Figure 4 Photographs of clinical appearance on both buccal and palatal
sides; A1) Pre-operative, buccal view; A2) Pre-operative, palatal view;
B1) 6-month follow up, buccal view; B2) 6-month follow up, palatal view;
C1) 9-month follow up, buccal view; C2) 9-month follow up, palatal vie
Discussion
Considering the proximity of the apices to the lingual or palatal plate
in mandibular and maxillary molars, the presence of lingual or palatal
fistula is to be anticipated more probably than buccal (9). A single
fistula is typically observed; however, bilateral sinus tracts are
commonly associated with vertical root fractures (10). There was no
previous case reporting bilateral sinus tracts in a non-fractured tooth.
The case presented here highlights the importance of thorough diagnostic
evaluation and the potential for unusual presentations in dental
practice.
A correct diagnosis is often considered three-fourths of the remedy,
emphasizing the importance of accurately determining the origin of a
lesion (odontogenic or non-odontogenic) for effective management.
Patients with odontogenic lesions in atypical locations may undergo
numerous surgical excisions, radiotherapy sessions, multiple biopsies,
and various antibiotic treatments.

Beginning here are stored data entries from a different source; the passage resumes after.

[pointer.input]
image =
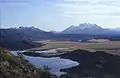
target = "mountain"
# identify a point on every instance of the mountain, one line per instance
(22, 38)
(87, 28)
(23, 33)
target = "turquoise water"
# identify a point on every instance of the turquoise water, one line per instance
(54, 63)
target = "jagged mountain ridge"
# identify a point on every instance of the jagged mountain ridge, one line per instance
(88, 28)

However, since these treatments do
not address the odontogenic origin of the lesion, the sinus tract
frequently recurs (11).
Previous studies highlighted the need for timely intervention and the
benefits of using imaging techniques for accurate diagnosis (12, 13).
Cone beam computed tomography (CBCT) is particularly useful in
diagnosing complex endodontic issues. It provides a three-dimensional
view of periapical lesions and surrounding anatomical structures (14).

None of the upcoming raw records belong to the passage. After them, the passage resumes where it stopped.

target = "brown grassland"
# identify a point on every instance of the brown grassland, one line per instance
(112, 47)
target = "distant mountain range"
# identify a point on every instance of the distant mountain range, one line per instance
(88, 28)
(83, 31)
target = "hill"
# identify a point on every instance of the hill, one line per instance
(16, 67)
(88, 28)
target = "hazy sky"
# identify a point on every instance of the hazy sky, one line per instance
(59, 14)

However, in the present case, due to the unsuccessful root canal
therapy, Clear periapical lesion, not accepting the patient to receive
radiation, as well as the patient’s concerns, due to financial regards,
CBCT evaluation was not done. However, clinical evaluation of probing
depth helped rule out the VRF diagnosis.
Once a dental origin is correctly diagnosed, several differential
diagnoses should be considered, including tumors (15), cysts (16), or a
simple chronic dental infection. Treatment for odontogenic lesions can
range from non-surgical approaches to more advanced surgical procedures.
When a sinus tract persists, the well-epithelialized cord-like tissue
often hinders healing through conventional endodontic treatment by
preventing complete disinfection, allowing bacteria to persist in the
periapical lesion. In cases of chronic odontogenic sinus tracts, root
canal treatment alone may be insufficient, requiring the removal of the
cord-like tract from the alveolar bone or its complete excision through
surgery like Apicoectomy (17, 18).
This case report highlights the rare occurrence of bilateral maxillary
sinus tracts in a maxillary first molar with no vertical root fracture,
emphasizing the value of thorough diagnostic evaluations and advanced
imaging techniques. The nine-month follow-up period, provides valuable
insights into the long-term outcomes and management of such conditions.
However, the single-case basis limits generalizability. Further research
with larger sample sizes is needed to confirm these findings and develop
standardized guidelines.
Conclusion
This case report highlights the importance of diagnosing bilateral sinus
tracts of dental origin, noting that they do not necessarily indicate
vertical root fracture (VRF) in all cases. Endodontic treatment is
generally effective in managing these tracts and preventing recurrence.
While endodontic surgical intervention may sometimes be required, it is
typically not the first-line treatment. Tooth extraction may be
considered as a definitive solution, but given that healing can take
longer than six months, sufficient time should be allowed before moving
to extraction and implant treatment plans.